La gratuidad del amor se muestra en el episodio que sigue a
continuación, la curación de la suegra de Pedro. Nadie la pide, es Jesús quien
toma la iniciativa, entra en la casa, ve a la enferma, la toma de la mano y la
fiebre desaparece. La acción de la gracia de Cristo nos precede y se nos
anticipa.
Se subraya, a pesar de la brevedad del texto, la reacción de la
mujer curada: se levantó y se puso a servirle. En este gesto se condensa el fruto
de la enseñanza de Jesús. Todo está ahí. La mujer lo ha hecho suyo. El favor
recibido ha sido por puro amor y gracia; ella, como modelo de discípula, lo
retribuye con su amor y servicio.
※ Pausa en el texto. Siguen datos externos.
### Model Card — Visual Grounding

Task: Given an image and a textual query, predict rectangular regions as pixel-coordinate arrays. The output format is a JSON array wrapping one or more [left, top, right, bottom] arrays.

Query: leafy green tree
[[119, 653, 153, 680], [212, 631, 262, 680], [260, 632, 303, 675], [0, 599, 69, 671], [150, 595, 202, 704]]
Así esta pobre mujer se convierte en maestra
del verdadero seguimiento de Jesús.
A continuación, Mateo pone un breve sumario de la actividad
sanante y liberadora de Jesús. La intención parece ser introducir un texto de
Isaías sobre la figura del Siervo de Dios, que carga consigo los dolores y
sufrimientos del pueblo (Is 53, 4).
Jesús, el Siervo, asume como propias nuestras flaquezas y enfermedades, que se
convierten en el lugar de nuestro encuentro y unión con Él.